Hukuk, zora dayanan bir müeyyideler bütünüdür. Engels, zorun sadece polis, jandarma, emniyet türü kuvvetlerin ifade ettiği güçlerle sınırlı olmadığını, hukuk ile devlet arasındaki ilişkilerin sınıfsal niteliğini de içine aldığını ifade etmiştir. Dolayısıyla hukuk kapitalist sistemde egemen sınıflarca zora dayanan bir yaptırımlar bütünüdür. Hukuk, aynı zamanda törelerin ve alışkanlıkların meşru ve yasal sınırlarını, üretici güçlerin gelişim düzeyine bağlı olarak mülkiyetin yapısını, egemenliğini oluşturan, toplumsal yapıya uygun düzenlemelerin belirlenmesini temsil eden bir aygıttır. [8] Kapitalist toplumlarda egemen sınıf burjuvazi olduğuna göre, hukuk ve devlet temel olarak burjuvazinin sınıf çıkarlarının koruyucusu, gözetleyicisi ve düzenleyicisidir. Hukuk kurallarının herkes için bağlayıcı olması gerekir. Yaptırım demek, bir hukuk kuralına aykırı davranılması halinde hukuken öngörülen sonuçtur. Yaptırım bir hukuki kuralı diğer düzen kurallarından ayıran özelliktir. Diğer bir deyişle zor kullanma yöntemidir. Müeyyideler ceza, cebri icra, iptal, tazminat, müsadere vb. şeklinde tezahür eder. Her ne kadar teorik olarak herkesi bağlıyorsa bile, hukukun bu tür cebri, müsadere vb. uygulamaları ezilen sınıflar üzerinde yapmakta mahirdir. Egemen sınıfa yönelik bu tür uygulamaya bugüne kadar rastlamadık. Yönetim biçimi ister liberal kapitalist olsun, ister otoriter tarzda olsun, sınıf tahakkümü değişmemektedir,
Egemen sınıflarda hukuk
Proleter hukuk ile burjuva hukukunun kavrayışında ve uygulamasında önemli tezatlar mevcuttur. Bunların belli başlı olanları aşağıya çıkarılmıştır.
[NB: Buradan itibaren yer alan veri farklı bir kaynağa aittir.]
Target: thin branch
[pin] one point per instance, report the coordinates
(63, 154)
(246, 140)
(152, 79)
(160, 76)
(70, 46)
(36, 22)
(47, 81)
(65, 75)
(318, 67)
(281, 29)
- Marks’a göre “Toplum hukuk üzerine kurulmaz, bu bir hukuksal uydurmadır. Tersine, hukuk, topluma dayanmalı; kişisel kaprislerinden farklı olarak, toplumun, belirli bir zamanda egemen olan maddi üretim biçiminden doğan ortak çıkarlarını ve ihtiyaçlarını ifade etmelidir.”
- Sosyalist hukukta egemen sınıf bir avuç azınlık değil, çoğunluktur; Komünist topluma geçişte devlet gibi hukuk kurumu da ortadan kalkacaktır. [9] Hukuk, üstyapı bir kurum olup, köken olarak üretim biçimiyle kopmaz bağları bulunan bir olgudur.
- Hukuk, devlet gibi baskıcı bir nitelik taşır ve burjuva hukukunun zorlayıcı niteliği “toplumsal kriz dönemleri”nde daha fazla yoğunlaşır. “Kapitalist hukuk, taviz hukuku ile sulandırılmış bir tahakküm hukukudur.” Sosyalist toplumlarda hukuk belki biçim olarak burjuva hukukuna benzeyebilir, ancak temel farklılık, tahakkümde egemen sınıfının değiştiğidir.
- Hukuk, kuralları ile bir bütün olarak topluma kendi üretim biçimini dayatan bir sınıfa verilen rolün gerçekleşmesini sağlayan bir araçtır. Burjuva hukukunda mağdur, her zaman burjuvazinin kendisi olmuştur. Proleter hukukunda ise mağdur olgusu yoktur.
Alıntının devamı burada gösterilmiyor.